||"dawnbreak in the west"|
Monday, April 24, 2017
Adultery hurts everybody
Gail R O'Day floated a theory on how John 7:53-8:11 got so controverted in the old MSS: The Patriarchy. On that point, this comment has made the rounds:
I've had my own good laugh... at O'Day's grammar; and her NT scholarship was just as weak, as Jennifer Knust has demonstrated (although to be fair O'Day was following Augustine). That leaves O'Day's sociology.
There is some truth that earliest Christianity promoted women to near-equality, in the books of "Luke" and of Paul; and that patriarchal men wrote the seminal (heh) texts which constrained their role. But the overall situation was more complex than that. We have found whole reams of literature aimed at Christian women. None of these texts proposed freeing womens' sexuality. In fact they went to the opposite extreme, advising women not to have sex at all, not even with hubby. "Paul and Thecla" is a case in point, as are stories of numerous female saints.
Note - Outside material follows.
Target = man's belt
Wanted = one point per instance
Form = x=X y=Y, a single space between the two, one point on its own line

Where I see Christian arguments for sexual libertinism, like the Carpocratians, such sects were founded by men.
This goes to who, exactly, cares to keep womens' sexuality in check. It isn't men as a group; the Carpocratians prove that if men can hit it, they will. Among men, would-be fathers care the most that the children they support are, in fact, theirs. But it's not just fathers - in a Near Eastern context, we aren't even dealing with a nuclear family but with a clan. If the father is young-ish, there is a good chance he has parents who also care, which may well include would-be grandma. And then there's the would-be father's extended family who are expected to pitch in to help. So there's maiden auntie - hubby's sister - and all the cousins.
If the woman is screwing around, she's not just hurting the Paterfamilias; she has wasted his whole family's time and resources, and has introduced a seed of suspicion upon everybody involved.
Women used to know this, especially if they were studying the Ancient Near East. It takes a feminist to pretend otherwise.